In undergrad, you brainstorm, outline, draft, critique and revise in the convenient container of one semester. Then you turn it in, get a grade and forget all about it.

In grad school, you spend 3+ years figuring out what the hell you are doing, then a few more writing about it. The school year doesn’t matter anymore, but you still have to work with a similar mentality: brainstorm, outline, draft, critique and revise before you get scooped. Then your paper is published in Nature Nanotribology and you can finally get some sleep. Since you will have unearthed more questions than you will have answered, you get to leave behind a huge mess when you graduate. A mess that some poor sucker will have to sort through to try to reproduce your work. (In startups that is called technical debt ;)

In school you get to submit a final version, be done and move on with your life.

In real life, everything is a draft.

This ‘final version mentality’ is one of the biggest psychological hurdles for deep tech founders. I know it was for me. There are no submission guidelines for your first product. There is no editor to decide whether or not it is allowed to launch. There is no semester schedule or expected graduation timeline. Without some structure, you will go into analysis paralysis, or worse, a never-ending spiral of R&D efforts that somehow never get any closer to the ‘final version’.

I can’t explain the mechanism, but deadlines are extremely helpful, especially if there is an external forcing function. On my ARPA-E project, we mysteriously managed to hit the first 8 quarters worth of milestones within days of the deadlines. In many cases, we hit the milestone after submitting the written report, but before the in-person meeting a week later. This is on a project with insane scientific risk. It’s not just the kick in the pants — that is only part of the story. There is some other mysterious force at work. I have no scientific explanation. Deadlines are magic.

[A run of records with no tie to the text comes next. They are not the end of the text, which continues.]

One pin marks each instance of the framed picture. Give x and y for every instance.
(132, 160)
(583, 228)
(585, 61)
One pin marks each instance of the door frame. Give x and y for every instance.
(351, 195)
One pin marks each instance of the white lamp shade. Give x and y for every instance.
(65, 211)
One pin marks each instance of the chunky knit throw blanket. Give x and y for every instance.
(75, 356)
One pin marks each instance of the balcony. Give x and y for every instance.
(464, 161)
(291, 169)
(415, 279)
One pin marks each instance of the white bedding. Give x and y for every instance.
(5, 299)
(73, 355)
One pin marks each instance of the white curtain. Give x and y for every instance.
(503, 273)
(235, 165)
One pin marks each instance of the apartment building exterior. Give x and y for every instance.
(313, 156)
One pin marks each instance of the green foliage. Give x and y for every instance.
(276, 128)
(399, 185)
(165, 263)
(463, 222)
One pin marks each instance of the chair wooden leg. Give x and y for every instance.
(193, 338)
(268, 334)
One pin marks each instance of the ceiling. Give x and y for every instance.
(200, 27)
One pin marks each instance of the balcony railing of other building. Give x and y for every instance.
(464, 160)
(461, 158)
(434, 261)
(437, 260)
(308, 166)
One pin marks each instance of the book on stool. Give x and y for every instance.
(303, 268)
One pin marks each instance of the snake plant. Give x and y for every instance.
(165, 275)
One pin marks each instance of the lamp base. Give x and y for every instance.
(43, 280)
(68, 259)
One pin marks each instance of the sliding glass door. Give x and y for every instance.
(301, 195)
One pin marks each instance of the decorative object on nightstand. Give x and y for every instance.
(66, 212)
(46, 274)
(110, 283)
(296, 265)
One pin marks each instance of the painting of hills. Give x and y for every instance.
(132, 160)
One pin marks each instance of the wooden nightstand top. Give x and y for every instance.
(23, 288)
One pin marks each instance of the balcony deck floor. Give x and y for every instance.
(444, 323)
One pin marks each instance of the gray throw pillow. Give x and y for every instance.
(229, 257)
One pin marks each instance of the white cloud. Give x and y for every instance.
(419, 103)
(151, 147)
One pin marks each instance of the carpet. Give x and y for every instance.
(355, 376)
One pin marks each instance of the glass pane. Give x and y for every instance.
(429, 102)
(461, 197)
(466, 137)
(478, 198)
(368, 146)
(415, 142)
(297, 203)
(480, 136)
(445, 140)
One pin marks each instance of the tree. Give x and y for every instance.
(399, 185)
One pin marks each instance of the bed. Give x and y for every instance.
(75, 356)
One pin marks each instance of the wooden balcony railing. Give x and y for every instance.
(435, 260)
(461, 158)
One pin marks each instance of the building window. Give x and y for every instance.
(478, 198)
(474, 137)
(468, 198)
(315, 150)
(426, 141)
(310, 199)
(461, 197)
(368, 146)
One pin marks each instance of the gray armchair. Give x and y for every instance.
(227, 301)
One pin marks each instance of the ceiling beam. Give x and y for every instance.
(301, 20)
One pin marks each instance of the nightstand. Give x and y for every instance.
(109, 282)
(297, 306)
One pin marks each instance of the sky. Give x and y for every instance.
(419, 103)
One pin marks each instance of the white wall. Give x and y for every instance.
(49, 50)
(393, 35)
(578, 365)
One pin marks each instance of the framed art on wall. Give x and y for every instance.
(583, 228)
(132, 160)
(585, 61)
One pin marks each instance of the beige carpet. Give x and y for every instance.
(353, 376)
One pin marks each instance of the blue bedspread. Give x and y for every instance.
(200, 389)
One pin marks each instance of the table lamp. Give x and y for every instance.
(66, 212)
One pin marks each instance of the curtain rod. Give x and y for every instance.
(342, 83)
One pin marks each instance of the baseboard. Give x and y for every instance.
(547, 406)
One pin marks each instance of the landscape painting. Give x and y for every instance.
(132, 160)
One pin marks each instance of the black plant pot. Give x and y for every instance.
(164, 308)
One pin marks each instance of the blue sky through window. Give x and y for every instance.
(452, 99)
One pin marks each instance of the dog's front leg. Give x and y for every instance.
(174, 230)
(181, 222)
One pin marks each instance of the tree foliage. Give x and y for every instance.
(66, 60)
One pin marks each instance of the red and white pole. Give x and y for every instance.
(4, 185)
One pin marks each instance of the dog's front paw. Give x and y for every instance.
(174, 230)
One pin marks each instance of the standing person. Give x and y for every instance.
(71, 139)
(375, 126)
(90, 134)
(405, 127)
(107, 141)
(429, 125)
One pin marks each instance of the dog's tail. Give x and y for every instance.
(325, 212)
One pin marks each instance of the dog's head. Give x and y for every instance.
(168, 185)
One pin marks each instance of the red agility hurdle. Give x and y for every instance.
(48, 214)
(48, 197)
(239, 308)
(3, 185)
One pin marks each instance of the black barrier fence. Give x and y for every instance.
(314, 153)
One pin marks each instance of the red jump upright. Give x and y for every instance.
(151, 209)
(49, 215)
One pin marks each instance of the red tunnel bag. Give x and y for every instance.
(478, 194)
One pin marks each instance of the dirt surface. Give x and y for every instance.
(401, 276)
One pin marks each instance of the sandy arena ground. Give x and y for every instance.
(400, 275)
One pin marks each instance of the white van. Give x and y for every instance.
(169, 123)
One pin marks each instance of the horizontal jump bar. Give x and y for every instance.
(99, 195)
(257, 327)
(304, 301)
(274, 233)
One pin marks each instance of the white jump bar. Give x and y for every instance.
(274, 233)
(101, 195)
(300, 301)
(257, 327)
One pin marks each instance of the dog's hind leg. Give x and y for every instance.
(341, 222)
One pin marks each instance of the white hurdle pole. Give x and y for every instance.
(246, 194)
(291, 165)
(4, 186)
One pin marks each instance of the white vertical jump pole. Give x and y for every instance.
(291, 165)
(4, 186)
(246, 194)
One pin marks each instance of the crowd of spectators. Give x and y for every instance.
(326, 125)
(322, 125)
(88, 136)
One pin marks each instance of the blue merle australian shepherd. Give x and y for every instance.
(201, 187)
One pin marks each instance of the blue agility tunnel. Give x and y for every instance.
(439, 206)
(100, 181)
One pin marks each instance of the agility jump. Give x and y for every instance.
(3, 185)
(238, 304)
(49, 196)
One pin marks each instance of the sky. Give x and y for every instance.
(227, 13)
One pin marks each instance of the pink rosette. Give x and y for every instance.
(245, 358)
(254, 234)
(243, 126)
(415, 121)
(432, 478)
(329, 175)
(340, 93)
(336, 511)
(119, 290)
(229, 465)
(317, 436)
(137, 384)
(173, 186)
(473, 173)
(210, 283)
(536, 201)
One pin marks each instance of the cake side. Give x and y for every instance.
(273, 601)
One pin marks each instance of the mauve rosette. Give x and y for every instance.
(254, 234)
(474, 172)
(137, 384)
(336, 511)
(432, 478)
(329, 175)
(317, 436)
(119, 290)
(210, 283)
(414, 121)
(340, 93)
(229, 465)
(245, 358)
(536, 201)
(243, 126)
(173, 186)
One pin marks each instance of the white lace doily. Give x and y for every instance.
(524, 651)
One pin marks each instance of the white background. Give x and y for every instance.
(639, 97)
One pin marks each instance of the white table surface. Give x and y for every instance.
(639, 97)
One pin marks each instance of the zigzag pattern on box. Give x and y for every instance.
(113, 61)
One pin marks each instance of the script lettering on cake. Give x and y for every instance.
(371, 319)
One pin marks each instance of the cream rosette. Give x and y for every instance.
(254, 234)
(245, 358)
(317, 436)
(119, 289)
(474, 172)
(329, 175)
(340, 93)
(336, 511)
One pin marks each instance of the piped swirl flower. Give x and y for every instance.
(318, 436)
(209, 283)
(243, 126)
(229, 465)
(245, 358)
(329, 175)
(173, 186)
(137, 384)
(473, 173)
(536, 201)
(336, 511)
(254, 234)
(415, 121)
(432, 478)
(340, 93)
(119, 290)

My advice to the PhD to CEO is to accept this magic. You don’t need to know how it works to harness the power of this mysterious force. Here’s how:

  1. Find an excuse to create a deadline. It could be a customer visit, a demo day, your dwindling bank account — whatever. Psychologically — it is better if it is external, even if you have to engineer it yourself.
  2. Accept that everything is a draft. You are very likely going to need to reduce the scope of the project (a few times) to even come close to hitting the deadline. What would this project look like if it were easy? What is absolutely essential? What is nice to have (for next time)?
  3. Ship it. It is okay to be a little embarrassed (internally), but whatever you do, don’t apologize for it (externally). Be confident, proactively talk about how valuable your tech is. Don’t apologize for what it is not (yet). They probably won’t even notice that something is missing. If they do want something that is missing, tell them that you could do it faster if they paid you to. Or that it is not currently on the roadmap, but it could be if they paid for it. Help them help you.
  4. Capture feedback. Be open to feedback, document it, and organize it into an actionable plan. What are the words that excite people? What pieces fall flat? As long as you don’t burn any bridges — each encounter is really just an option to a future encounter. It is up to you to be relentless in your follow-up. Be relentless in your follow-up.
  5. Iterate and repeat. One of the biggest disadvantages of deep tech: you can’t loop through this cycle 10,000 times per year like Facebook. One of the biggest advantages of deep tech: neither can anyone else in the world. Choose hard problems to solve. Not just ones that you think are novel — use the feedback that you receive to solve really hard problems for customers.